Skip to content

Megatron-DeepSpeed

Megatron-DeepSpeed is a scalable, highly performant library for training large language models on any GPU1.

In particular, it retains the core 4D parallelism2 functionality of the NVIDIA / Megatron-LM library, while leveraging the microsoft / DeepSpeed library for efficient scaling and 🍋 saforem2 / ezpz for automated device + backend selection.

Getting Started

  1. Clone the argonne-lcf / Megatron-DeepSpeed repository:

    git clone https://github.com/argonne-lcf/Megatron-DeepSpeed
    cd Megatron-DeepSpeed
    
  2. Set up your environment:

    export PBS_O_WORKDIR=$(pwd)
    source <(curl -s https://raw.githubusercontent.com/saforem2/ezpz/refs/heads/main/src/ezpz/bin/utils.sh)
    ezpz_setup_env
    
    [Optional] Setup WandB

    To enable Weights & Biases (WandB) logging, we need to install and login:

    python3 -m pip install wandb --upgrade
    wandb login
    

    NOTE: WandB can be disabled by setting export WANDB_DISABLED=1

    See wandb: Quickstart for additional information

  3. Install dependencies:

    1. 🍋 saforem2 / ezpz:
    python3 -m pip install -e "git+https://github.com/saforem2/ezpz#egg=ezpz" --require-virtualenv
    
    1. microsoft / DeepSpeed:
    python3 -m pip install deepspeed
    
  4. Launch training:

    # Before launching, `PBS_O_WORKDIR` should be set to Megatron-DeepSpeed's PATH
    # and venv inside Megatron-DeepSpeed/venv should be activated.
    TP=2 NLAYERS=10 DATA_FILE_LIST=ALCF/data-lists/aurora/books.txt bash train_aGPT_7B.sh
    

    This will launch a distributed pre-training run with:

    • NLAYERS=10: Llama style model consisting of 10 layers

    • TP=2: Split across 2 Tensor Parallel groups

    • DATA_FILE_LIST: Using the Books corpus of the Dolma dataset

    Overridable Options

    This is a simple subset of the overridable options.
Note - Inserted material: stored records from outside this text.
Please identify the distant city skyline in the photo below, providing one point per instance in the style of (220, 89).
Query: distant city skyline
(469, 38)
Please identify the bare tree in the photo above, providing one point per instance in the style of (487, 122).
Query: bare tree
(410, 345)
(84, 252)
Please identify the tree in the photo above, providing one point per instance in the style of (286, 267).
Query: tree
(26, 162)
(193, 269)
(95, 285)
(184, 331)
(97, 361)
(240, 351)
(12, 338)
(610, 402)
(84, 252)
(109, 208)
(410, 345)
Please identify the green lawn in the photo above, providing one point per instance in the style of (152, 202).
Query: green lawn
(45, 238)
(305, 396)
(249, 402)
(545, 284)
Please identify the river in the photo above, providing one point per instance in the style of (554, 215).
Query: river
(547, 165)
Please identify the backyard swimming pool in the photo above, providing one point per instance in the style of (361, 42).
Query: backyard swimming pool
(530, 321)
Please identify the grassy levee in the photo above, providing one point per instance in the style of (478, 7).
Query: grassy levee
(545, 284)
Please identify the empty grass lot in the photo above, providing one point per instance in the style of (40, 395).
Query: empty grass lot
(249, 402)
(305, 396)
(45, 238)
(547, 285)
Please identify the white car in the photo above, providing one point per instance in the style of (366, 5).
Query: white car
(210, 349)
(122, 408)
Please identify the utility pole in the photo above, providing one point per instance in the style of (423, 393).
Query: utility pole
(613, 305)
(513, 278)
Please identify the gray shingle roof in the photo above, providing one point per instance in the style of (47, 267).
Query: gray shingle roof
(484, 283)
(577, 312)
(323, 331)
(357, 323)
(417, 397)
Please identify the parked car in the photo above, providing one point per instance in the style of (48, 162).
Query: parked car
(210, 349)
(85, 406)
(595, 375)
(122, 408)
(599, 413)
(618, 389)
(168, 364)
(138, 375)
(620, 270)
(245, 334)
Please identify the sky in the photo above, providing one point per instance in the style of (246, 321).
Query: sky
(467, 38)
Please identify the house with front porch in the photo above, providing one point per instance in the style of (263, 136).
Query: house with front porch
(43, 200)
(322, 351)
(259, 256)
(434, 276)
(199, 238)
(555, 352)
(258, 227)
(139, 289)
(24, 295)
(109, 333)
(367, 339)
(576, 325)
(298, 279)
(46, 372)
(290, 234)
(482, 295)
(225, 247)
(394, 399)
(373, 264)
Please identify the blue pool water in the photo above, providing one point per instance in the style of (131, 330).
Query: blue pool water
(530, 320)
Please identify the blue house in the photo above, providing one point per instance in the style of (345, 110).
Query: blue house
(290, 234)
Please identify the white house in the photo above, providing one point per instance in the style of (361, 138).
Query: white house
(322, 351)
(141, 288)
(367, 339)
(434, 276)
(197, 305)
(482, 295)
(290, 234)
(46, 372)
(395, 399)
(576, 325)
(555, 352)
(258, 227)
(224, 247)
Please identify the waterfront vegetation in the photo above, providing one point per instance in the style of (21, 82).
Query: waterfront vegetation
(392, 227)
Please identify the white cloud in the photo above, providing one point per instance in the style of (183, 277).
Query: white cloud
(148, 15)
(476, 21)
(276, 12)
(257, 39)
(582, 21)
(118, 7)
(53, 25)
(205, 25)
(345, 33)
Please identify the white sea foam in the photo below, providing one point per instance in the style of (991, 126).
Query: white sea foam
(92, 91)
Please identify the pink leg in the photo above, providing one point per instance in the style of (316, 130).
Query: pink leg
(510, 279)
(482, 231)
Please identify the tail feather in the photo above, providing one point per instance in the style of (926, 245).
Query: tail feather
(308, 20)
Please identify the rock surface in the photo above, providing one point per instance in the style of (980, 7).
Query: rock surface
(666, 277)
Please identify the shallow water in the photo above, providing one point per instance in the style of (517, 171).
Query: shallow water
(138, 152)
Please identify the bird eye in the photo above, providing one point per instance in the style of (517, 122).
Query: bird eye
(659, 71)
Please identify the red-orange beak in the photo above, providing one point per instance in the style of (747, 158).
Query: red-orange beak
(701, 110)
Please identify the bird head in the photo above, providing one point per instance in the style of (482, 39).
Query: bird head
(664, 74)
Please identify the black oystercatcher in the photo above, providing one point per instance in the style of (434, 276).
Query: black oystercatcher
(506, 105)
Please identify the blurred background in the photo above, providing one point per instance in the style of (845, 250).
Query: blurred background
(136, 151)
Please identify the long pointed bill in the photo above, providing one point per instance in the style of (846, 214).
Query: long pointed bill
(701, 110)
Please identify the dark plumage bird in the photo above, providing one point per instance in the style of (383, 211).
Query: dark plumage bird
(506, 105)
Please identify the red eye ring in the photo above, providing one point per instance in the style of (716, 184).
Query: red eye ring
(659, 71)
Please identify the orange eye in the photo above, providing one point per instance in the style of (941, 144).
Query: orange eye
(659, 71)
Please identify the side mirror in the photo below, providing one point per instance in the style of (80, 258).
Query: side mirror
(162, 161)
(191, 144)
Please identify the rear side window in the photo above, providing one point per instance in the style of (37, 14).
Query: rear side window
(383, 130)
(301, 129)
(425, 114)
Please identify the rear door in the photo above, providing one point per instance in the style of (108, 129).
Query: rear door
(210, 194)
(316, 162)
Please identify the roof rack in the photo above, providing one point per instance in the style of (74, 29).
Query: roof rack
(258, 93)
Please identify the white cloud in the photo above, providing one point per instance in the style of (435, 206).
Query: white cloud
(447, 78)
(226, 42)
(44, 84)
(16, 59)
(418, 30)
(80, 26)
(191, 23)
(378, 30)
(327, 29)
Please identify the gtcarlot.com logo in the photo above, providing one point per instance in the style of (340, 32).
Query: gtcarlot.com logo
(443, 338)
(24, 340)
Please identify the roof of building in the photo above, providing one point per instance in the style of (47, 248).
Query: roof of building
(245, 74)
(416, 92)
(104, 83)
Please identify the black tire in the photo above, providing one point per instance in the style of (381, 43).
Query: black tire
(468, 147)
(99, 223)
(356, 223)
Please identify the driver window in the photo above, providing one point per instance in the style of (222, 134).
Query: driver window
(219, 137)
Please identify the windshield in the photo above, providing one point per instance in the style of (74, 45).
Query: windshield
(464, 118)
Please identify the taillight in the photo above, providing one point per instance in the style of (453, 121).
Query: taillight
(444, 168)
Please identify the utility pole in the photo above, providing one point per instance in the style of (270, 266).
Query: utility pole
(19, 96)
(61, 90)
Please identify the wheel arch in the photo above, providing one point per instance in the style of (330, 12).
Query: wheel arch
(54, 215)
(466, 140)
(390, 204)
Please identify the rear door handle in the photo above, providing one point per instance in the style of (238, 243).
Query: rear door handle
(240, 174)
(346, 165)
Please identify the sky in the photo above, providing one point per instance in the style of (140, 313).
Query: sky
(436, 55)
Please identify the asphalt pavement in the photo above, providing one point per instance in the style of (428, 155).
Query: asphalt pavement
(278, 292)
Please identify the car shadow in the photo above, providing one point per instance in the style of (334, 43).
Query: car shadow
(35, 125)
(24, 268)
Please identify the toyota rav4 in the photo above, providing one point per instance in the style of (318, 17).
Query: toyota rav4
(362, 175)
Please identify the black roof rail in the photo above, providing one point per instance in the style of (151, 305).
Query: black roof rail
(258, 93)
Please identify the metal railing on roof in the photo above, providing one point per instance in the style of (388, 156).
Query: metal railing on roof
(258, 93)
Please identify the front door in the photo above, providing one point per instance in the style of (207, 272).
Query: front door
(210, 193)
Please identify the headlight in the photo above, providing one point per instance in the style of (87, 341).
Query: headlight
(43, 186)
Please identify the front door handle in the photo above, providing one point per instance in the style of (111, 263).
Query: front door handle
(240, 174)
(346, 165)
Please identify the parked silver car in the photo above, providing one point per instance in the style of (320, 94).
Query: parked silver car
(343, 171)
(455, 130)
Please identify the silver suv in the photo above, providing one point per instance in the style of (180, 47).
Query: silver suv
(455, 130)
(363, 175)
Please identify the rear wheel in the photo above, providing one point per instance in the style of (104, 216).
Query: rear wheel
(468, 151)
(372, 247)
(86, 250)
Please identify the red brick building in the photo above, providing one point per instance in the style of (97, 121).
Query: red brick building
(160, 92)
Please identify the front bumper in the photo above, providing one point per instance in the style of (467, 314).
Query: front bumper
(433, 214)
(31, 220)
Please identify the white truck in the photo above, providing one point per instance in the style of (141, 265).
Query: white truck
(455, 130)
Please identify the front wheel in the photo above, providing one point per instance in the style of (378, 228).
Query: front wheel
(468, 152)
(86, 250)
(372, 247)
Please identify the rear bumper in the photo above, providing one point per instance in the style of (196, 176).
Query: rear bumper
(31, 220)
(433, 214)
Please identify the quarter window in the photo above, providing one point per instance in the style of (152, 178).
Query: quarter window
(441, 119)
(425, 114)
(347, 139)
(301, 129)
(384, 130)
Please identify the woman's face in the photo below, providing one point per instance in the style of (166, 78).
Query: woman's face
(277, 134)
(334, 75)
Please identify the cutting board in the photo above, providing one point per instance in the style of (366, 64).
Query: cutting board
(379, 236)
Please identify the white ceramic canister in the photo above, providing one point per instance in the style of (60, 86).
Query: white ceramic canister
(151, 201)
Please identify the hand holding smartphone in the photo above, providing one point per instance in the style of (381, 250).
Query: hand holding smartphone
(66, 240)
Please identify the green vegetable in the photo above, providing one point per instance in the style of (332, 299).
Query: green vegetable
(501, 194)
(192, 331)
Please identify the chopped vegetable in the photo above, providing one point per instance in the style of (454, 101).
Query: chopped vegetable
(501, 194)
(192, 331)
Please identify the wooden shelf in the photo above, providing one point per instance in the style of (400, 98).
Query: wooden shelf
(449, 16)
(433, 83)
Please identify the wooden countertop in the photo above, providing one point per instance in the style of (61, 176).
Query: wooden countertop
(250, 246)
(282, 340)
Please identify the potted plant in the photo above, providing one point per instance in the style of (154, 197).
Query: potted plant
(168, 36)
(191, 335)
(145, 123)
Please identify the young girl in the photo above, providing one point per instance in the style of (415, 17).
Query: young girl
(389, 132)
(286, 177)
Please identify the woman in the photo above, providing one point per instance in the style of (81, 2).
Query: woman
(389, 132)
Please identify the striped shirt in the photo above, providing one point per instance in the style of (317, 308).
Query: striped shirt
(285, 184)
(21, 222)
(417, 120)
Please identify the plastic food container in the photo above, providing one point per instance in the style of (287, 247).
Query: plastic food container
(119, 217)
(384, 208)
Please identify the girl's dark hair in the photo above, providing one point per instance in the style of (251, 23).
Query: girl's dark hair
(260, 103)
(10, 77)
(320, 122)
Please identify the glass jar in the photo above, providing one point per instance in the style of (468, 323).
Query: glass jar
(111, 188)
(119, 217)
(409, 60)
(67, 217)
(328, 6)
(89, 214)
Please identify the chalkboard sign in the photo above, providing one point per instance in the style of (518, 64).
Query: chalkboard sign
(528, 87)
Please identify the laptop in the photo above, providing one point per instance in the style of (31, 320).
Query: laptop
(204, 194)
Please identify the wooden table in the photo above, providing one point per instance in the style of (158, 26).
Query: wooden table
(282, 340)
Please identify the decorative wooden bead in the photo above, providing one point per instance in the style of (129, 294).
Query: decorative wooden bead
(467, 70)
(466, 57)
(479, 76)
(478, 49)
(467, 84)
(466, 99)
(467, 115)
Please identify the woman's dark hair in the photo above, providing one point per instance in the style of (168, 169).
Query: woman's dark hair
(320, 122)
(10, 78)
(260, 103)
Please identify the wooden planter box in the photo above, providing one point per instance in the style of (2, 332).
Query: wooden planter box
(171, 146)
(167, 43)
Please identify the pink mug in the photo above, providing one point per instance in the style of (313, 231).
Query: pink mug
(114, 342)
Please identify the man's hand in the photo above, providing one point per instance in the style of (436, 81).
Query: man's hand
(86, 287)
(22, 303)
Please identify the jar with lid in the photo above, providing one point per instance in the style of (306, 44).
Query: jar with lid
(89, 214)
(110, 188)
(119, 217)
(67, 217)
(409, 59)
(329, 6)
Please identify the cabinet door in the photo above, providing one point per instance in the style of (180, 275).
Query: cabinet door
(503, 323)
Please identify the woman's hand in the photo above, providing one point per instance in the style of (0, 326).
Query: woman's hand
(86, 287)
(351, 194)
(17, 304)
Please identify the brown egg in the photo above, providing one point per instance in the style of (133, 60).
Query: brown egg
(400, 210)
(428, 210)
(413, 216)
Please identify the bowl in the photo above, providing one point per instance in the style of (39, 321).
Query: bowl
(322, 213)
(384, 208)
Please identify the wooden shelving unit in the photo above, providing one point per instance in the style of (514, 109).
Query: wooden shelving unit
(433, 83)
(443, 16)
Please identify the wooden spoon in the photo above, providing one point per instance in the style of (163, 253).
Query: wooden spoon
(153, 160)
    The full list (as well as their default values) can be found in ALCF / helpers.sh

    • DTYPE: Data type
    • DATA_FILE_LIST: Data file list
    • FFN_HIDDEN_SIZE: Feedforward Neural Network projection size
    • GRAD_ACC_STEPS: Gradient accumulation steps
    • HEADS: Number of attention heads
    • HIDDEN: Hidden size
    • MICRO_BATCH: Micro batch size
    • NO_FLASH_ATTN: No Flash Attention
    • NLAYERS: Number of layers
    • NUM_KV_HEAD: Number of key-value heads
    • OPT: Optimizer
      • adam
      • adam8bit
      • adamw
      • adamwschedulefree
      • apex.adam
      • apex.sgd
      • ds.fusedlamb
      • ds.onebitlamb
      • galoreadamw
      • galoreadamw8bit
      • galoreadamw8bitperlayer
      • ipex.fusedlamb
      • ipex.lamb
      • shampoo
      • sgd
      • sgdschedulefree
      • sophiag
    • PP: Pipeline parallelism degree
    • SEQ: Sequence length
    • SP: Sequence parallelism (Ulysses) degree
    • TP: Tensor parallelism degree
    • TRAIN_TOKENS: Number of training tokens
    • TRAIN_ITERS: Number of training iterations
    • USE_ACTIVATION_CHECKPOINTING: Use activation checkpointing
    • WEIGHT_DECAY: Weight decay
    • ZERO_STAGE: Zero stage

  1. Megatron-DeepSpeed is designed to work on any GPU, including NVIDIA GPUs (NCCL), AMD GPUs (RCCL), and Intel XPUs (CCL). 

  2. 4D parallelism refers to data (DP), tensor (TP), pipeline (PP), and sequence (SP) parallelism degrees of freedom.